Thursday, February 20, 2014

School class size matters to whom?

Class size has been an issue for millennia. "I contend that it is not only possible for one teacher to teach several hundred scholars at once, but that it is also essential.... The larger the number of pupils that he sees before him the greater the interest the teacher will take in his work." ~ Comenius (1592 - 1670) If Comenius were to be resurrected, he might be in line for a top job at the Fordham Institute or the American Enterprise Institute.

A new study just released by the National Education Policy Center is another resounding put down of the Comenius line. "Does Class Size Matter?" by Diane Whitmore Schanzenbach concludes that "Class size is an important determinant of student outcomes." But that is about as far as it goes. That this conclusion must be repeated over and over in every decade is evidence of the tenacity of the Comeniusites. Indeed, in 1982, my colleagues and I published the first meta-analysis of nearly a century of class size research and concluded that class size matters ... for achievement test scores. The book is apparently available now for about $170 – making it almost as rare as a copy of the Gutenberg Bible (don't buy it, incidentally).

We are long past the point of having to debate about the benefit of class size reduction for students' achievement test scores.

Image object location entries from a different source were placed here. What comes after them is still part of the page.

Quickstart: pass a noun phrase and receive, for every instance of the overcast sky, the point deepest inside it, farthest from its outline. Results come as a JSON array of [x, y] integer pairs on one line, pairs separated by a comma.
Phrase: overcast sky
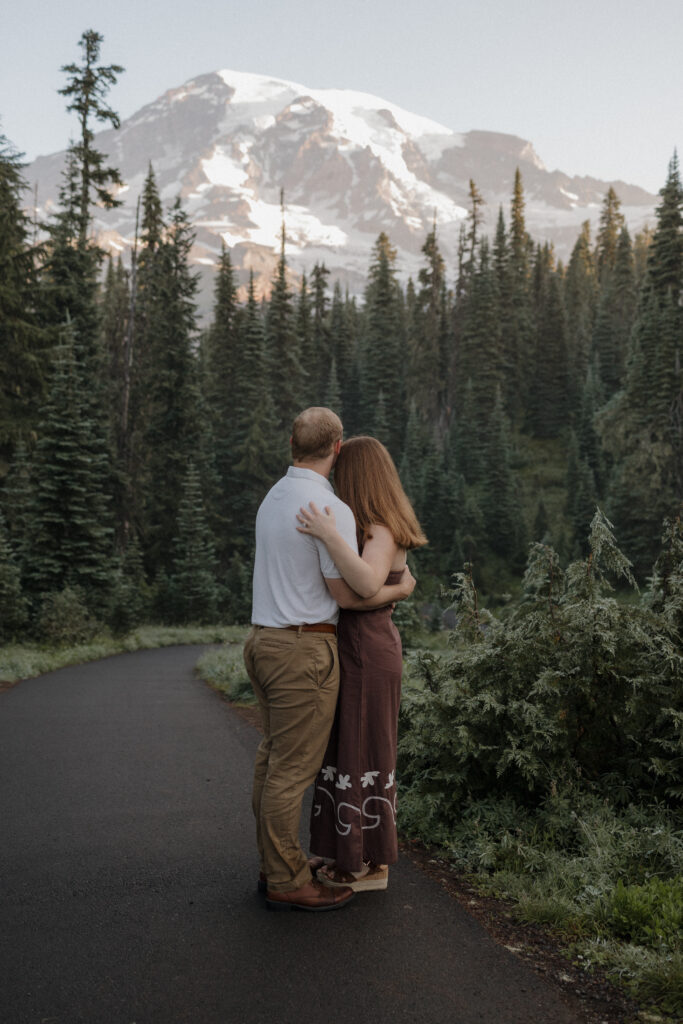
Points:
[[596, 85]]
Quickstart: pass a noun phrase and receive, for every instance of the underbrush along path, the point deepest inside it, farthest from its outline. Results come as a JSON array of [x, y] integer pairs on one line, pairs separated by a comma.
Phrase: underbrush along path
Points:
[[129, 879]]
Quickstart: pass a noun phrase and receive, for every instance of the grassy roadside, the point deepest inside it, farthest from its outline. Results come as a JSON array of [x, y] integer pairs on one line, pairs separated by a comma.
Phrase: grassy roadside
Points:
[[605, 880], [28, 660]]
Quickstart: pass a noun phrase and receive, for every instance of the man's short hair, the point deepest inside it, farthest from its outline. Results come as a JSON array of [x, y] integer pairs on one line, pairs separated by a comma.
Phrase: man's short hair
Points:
[[314, 433]]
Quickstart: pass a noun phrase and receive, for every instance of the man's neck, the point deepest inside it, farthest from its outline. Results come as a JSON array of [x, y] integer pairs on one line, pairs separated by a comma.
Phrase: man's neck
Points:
[[322, 466]]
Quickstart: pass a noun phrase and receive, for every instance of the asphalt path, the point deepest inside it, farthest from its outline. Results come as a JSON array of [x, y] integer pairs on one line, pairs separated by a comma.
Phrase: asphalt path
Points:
[[128, 880]]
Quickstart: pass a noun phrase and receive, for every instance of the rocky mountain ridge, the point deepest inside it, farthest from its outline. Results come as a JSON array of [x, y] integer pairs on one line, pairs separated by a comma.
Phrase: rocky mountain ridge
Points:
[[350, 165]]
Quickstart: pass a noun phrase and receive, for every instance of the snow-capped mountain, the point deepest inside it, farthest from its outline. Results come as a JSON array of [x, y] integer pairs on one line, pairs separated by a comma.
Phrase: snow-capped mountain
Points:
[[351, 165]]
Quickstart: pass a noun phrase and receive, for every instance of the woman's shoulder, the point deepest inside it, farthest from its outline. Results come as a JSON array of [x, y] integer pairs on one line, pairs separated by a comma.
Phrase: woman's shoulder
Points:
[[382, 537]]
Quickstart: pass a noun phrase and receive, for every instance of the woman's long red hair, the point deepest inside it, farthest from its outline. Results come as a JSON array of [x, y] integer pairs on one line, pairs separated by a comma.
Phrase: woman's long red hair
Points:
[[367, 480]]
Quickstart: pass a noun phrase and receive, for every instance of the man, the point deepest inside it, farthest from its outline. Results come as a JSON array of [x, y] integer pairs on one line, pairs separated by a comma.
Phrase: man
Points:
[[291, 656]]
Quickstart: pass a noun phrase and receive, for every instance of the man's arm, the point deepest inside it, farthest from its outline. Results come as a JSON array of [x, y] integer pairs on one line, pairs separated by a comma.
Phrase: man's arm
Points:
[[347, 598]]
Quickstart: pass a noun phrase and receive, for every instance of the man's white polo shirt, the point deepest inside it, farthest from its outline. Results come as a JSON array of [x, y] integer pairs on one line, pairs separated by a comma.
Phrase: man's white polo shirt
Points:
[[290, 568]]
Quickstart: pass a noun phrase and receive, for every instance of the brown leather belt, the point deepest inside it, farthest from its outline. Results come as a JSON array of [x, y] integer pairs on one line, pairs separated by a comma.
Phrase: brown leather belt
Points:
[[314, 628]]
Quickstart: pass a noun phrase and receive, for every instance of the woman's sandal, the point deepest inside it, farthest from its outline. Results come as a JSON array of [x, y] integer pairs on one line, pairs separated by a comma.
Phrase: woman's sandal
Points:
[[372, 877]]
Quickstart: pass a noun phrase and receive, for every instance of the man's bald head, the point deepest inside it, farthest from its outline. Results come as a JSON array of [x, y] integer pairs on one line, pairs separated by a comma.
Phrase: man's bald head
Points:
[[314, 433]]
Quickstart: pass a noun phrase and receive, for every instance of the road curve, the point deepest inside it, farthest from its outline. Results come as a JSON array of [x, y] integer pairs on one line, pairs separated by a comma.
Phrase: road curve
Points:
[[128, 880]]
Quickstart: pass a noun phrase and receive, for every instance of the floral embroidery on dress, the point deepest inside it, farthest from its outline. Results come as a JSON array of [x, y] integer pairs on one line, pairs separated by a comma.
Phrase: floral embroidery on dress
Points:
[[369, 778]]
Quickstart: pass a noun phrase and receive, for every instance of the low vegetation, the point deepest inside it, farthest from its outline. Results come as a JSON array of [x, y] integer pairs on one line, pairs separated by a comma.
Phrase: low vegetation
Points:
[[544, 755]]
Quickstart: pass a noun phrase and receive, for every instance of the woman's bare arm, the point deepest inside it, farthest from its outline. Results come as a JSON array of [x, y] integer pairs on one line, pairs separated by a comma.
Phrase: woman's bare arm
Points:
[[388, 594], [365, 576]]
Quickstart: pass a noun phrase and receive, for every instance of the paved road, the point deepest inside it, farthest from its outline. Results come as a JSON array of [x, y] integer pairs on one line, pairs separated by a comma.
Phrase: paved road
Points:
[[127, 876]]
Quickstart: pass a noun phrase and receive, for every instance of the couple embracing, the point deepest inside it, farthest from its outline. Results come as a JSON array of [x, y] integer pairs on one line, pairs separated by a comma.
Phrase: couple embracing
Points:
[[329, 684]]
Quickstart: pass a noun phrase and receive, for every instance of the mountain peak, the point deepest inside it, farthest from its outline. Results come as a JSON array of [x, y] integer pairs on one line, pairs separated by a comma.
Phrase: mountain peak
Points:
[[351, 165]]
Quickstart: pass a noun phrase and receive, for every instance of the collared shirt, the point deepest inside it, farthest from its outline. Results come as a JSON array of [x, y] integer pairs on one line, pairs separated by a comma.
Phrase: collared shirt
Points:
[[290, 568]]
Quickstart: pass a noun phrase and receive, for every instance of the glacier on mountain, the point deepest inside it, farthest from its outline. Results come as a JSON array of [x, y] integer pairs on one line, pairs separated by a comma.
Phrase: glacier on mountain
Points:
[[350, 164]]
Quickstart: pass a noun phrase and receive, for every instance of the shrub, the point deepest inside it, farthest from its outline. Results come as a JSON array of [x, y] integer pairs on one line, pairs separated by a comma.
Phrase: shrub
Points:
[[650, 914], [63, 619]]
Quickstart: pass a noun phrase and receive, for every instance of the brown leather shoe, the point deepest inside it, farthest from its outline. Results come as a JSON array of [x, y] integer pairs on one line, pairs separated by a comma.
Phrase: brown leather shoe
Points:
[[312, 896], [313, 862]]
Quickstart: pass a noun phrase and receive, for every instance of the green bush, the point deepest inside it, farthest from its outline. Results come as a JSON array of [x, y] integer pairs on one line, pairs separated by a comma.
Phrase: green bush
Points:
[[650, 914], [572, 686], [224, 670], [63, 619]]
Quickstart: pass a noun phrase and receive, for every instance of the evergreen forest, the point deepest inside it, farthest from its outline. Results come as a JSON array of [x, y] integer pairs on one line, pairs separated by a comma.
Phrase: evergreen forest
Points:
[[535, 411], [514, 392]]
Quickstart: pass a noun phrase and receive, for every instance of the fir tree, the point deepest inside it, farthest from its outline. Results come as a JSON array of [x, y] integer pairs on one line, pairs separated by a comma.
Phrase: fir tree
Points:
[[222, 357], [502, 513], [549, 391], [167, 399], [70, 530], [333, 391], [429, 341], [310, 391], [17, 501], [382, 345], [580, 296], [611, 223], [321, 340], [22, 369], [518, 350], [13, 609], [479, 363], [665, 260], [287, 380], [194, 567], [86, 88], [343, 352]]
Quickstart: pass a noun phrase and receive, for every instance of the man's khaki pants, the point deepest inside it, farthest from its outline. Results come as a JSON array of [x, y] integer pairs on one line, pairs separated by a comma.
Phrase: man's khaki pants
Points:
[[295, 676]]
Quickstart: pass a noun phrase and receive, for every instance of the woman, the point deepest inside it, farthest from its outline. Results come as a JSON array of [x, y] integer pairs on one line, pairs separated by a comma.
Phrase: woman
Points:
[[353, 819]]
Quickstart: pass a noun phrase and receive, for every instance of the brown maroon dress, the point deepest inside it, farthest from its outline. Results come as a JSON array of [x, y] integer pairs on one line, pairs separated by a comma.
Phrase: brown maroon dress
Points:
[[353, 817]]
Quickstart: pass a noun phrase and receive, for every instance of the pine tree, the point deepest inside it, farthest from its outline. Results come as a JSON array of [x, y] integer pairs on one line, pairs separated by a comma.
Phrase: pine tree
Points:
[[13, 609], [381, 356], [260, 456], [221, 375], [194, 567], [87, 86], [239, 589], [479, 361], [549, 392], [502, 512], [412, 461], [580, 297], [287, 376], [611, 223], [429, 355], [614, 317], [642, 427], [16, 502], [343, 352], [333, 391], [167, 387], [70, 528], [322, 348], [518, 344], [22, 369], [310, 391], [665, 260]]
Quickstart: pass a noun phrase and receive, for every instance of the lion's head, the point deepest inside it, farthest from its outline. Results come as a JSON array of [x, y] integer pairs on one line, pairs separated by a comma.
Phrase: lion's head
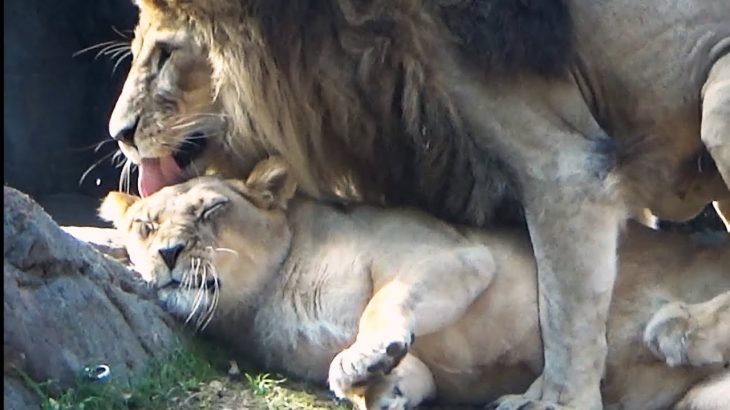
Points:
[[166, 119], [207, 240]]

Remove 2 students from a class of 30 and the average achievement test score will rise microscopically. Remove 5 and the gain will be barely visible. Remove 15 and the scores will go up a little bit. Who cares?! The test scores are irrelevant. Whatever it is they measure – e.g., the difference between congruent and similar triangles – will soon be lost to memory.

I can tell you who cares how big classes are. Teachers. Class size research and the arguments about it are a vestige of Puritanism. Niggling effects of class size reduction are elevated to the highest level of goodness, and the working conditions of teachers are ignored. The difference between a class size of 20 versus a class size of 30 for a high school English teacher is considerable. Lab science teachers who have to set up lessons for 25 students instead of 15 know what a 67% increase in class size means. It means more work, more stress, more time spent before the morning bell rings or after the afternoon bell.

That teachers' workloads are virtually never mentioned in the research on school class size is just amazing. And when the battle is taken to the streets, the tiny achievement benefits trump the large workload increases. What other profession would tolerate being treated this way? Would lawyers accept a 20% or even 15% increase in their workload without compensation? Would surgeons? Would professors? Class size research tells us so much about the power struggles teachers now find themselves caught in. It speaks volumes about the assault on the teaching profession and their unions.

Larry Cuban, because he is an educator, is almost alone in acknowledging that large classes make more work for teachers.